Proton and Neutron reduced phase space for surrogate modeling of Proton Therapy from PHITS simulations

Blangiardi, Francesco; Ratliff, Hunter; Kögler, Toni

doi:10.14278/rodare.4128

November 14, 2025 Dataset Open Access

Proton and Neutron reduced phase space for surrogate modeling of Proton Therapy from PHITS simulations

Blangiardi, Francesco; Ratliff, Hunter; Kögler, Toni

Introduction

This dataset corresponds to the simulation data used within AI methods in _"Fast proton transport and neutron production in proton therapy using Fourier neural operators"_ [CITE]. It has been extracted from the corresponding PHITS dataset [1] related to the same work, and is used by the codebase provided in [2] implementing all important AI methods within the paper.

The purpose of this entry is to provide a more easily accessible version of the data in [2] ready to be used for AI applications. The size of the dataset has been greatly reduced, and put into a format allowing the access of the phase space density at each individual depth in the phantom for both protons and neutrons and in the form of discretized histograms.

A concise description of the simulation setup is provided in [2] please refer to the paper for detailed discussion, description, analysis, and further results derived from this dataset.

General information

The phase space density data is divided into discretized histograms as defined in the related paper. This follows the approximation within said paper where only 4 dimensions are kept, related to the depth, radial distance (R), energy (E) and azimuthal divergence (θ) of the particles. The depth dimension is considered as a pseudo-time dimension, meaning that time is not provided within the data. In order to simulate examples of different beams propagatng through different materials, a total of 47 phantoms have been simulated, each with a unique starting energy. Phantoms have been divided into slabs along the depth dimension which are assumed to be of homogeneous material along the dimensions perpendicular to the beam axis, but are composed of different materials among them. The proton density is provided as the Monte Carlo simulated protons appropriately binned into the defined discretizations whenever one of the surfaces of each slab is crossed. When it comes to the neutron phase space density, this is instead provided as the angle, energy and radius distributions of secondary neutrons produced within each slab. Both densities are to be considered as integrated with respect to time. For each slab, also the energy deposited by the proton is provided, coming as an energy deposition probability distribution along E and R. Moreover, each of the 47 phantoms has been irradiated according to three different sets of treatment head paramenter, leading to the creation of three dataset: ES8, ES9 and NES8. For the sake of reproducibility, weights for each of the models discussed in [2] are also provided.

Parametrization

The densities are observed through discretizations as identified in the paper. Within this work, the resolution along the beam depth is fixed to 0.5mm, the energy resolution is set to 1 and 2 MeV for the proton and neutron fluences respectively, while the radial distance and angle is handled differently among the two particles. For protons these are discretized in logarithmically spaced bins, with the first bin also comprising 0, and ranging up to 95.9 mm and 58.76 ° respectively. Instead, for neutrons both dimensions are uniformly discretized, ranging from 0 up to 60 mm and 180 ° respectively. The R, E and θ dimensions are divided into 30x250x30 bins within the proton data, and into 30x125x30 in the case of the neutrons, which are provided at each discretized depth. Data about energy deposition follows the same radial binning as in the case of the proton density, but the energy binning is instead logarithmic ranging from 1.0e-3 up to 97.7 MeV.

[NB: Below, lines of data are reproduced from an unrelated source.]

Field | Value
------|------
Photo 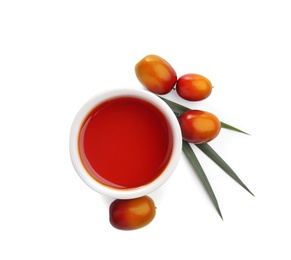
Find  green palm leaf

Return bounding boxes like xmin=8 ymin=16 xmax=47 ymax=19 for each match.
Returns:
xmin=196 ymin=143 xmax=254 ymax=196
xmin=183 ymin=141 xmax=223 ymax=219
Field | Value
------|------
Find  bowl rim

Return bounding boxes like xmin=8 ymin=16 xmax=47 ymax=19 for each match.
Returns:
xmin=69 ymin=88 xmax=182 ymax=199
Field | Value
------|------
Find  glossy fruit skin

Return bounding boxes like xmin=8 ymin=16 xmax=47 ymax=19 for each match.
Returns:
xmin=135 ymin=54 xmax=177 ymax=95
xmin=178 ymin=110 xmax=221 ymax=144
xmin=109 ymin=196 xmax=156 ymax=230
xmin=176 ymin=73 xmax=212 ymax=101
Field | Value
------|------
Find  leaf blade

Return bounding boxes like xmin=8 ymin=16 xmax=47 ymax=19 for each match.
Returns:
xmin=196 ymin=143 xmax=255 ymax=196
xmin=220 ymin=121 xmax=250 ymax=135
xmin=183 ymin=140 xmax=223 ymax=219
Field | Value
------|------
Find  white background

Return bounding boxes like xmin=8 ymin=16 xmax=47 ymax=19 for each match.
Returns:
xmin=0 ymin=0 xmax=291 ymax=260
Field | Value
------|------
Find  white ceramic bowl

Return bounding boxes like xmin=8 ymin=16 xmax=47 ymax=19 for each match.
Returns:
xmin=70 ymin=89 xmax=182 ymax=199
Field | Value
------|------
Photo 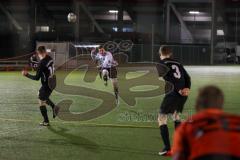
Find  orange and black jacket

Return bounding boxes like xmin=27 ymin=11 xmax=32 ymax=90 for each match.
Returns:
xmin=172 ymin=109 xmax=240 ymax=160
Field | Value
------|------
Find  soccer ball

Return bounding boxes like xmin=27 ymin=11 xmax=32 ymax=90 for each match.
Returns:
xmin=67 ymin=13 xmax=77 ymax=23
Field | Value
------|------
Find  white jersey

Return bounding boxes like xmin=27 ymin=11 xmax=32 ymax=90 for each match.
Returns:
xmin=91 ymin=51 xmax=116 ymax=68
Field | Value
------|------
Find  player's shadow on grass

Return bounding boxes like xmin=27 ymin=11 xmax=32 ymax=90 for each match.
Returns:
xmin=48 ymin=126 xmax=99 ymax=153
xmin=48 ymin=126 xmax=157 ymax=156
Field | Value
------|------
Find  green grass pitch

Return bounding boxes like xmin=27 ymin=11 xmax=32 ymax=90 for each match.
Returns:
xmin=0 ymin=66 xmax=240 ymax=160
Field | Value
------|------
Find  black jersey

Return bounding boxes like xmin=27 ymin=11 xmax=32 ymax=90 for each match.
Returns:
xmin=26 ymin=55 xmax=54 ymax=88
xmin=157 ymin=58 xmax=191 ymax=93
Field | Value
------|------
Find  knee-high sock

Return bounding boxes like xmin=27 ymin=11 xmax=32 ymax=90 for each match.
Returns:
xmin=114 ymin=87 xmax=118 ymax=99
xmin=40 ymin=106 xmax=49 ymax=122
xmin=47 ymin=98 xmax=55 ymax=109
xmin=159 ymin=124 xmax=171 ymax=150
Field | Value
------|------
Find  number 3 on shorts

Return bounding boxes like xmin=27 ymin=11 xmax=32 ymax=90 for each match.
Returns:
xmin=172 ymin=65 xmax=181 ymax=79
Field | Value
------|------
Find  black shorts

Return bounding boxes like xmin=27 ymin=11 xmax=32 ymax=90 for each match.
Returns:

As already mentioned, the ES8, ES9 and NES8 datasets differ in terms of the treatment head parameters. More details about the specifics of each dataset can be found in [1]. As ES8 and ES9 share the same treatment head parameters with the exception of the intensity, the proton density is not provided for the ES9 dataset to limit storage size.

Model weights for each surrogate trained on each of the provided datasets (called MES8, MES9 and MNES8) are also provided, abiding to the surrogate structure defined in [2]. In particular, each surrogate is composed of a proton and neutron model for both density and intensity prediction. Models can be used as detailed in the GitHub repository [3] related to [2].

File description

Both the aforementioned density discretizations are named internally as "phits_logfull" and "hn_phits" for the proton and neutrons respectively, with the energy deposition one following the same convention as the protons. All files contained within this datasets are therefore named according to the discretizations as either "phits_logfull_cube_protons_\<depth in millimeters\>_data.nc", "phits_logfull_cube_dose_\<depth in millimeters\>_data.nc" or "hn_phits_cube_neutrons_\<depth in millimeters\>_data.nc". Each nc file contains an `xarray` variables, containing the MC-approximated histogram, details of the discretization, as well as important parameters such as the CT number of the considered slab, its density and the material's ID within the PHITS environment.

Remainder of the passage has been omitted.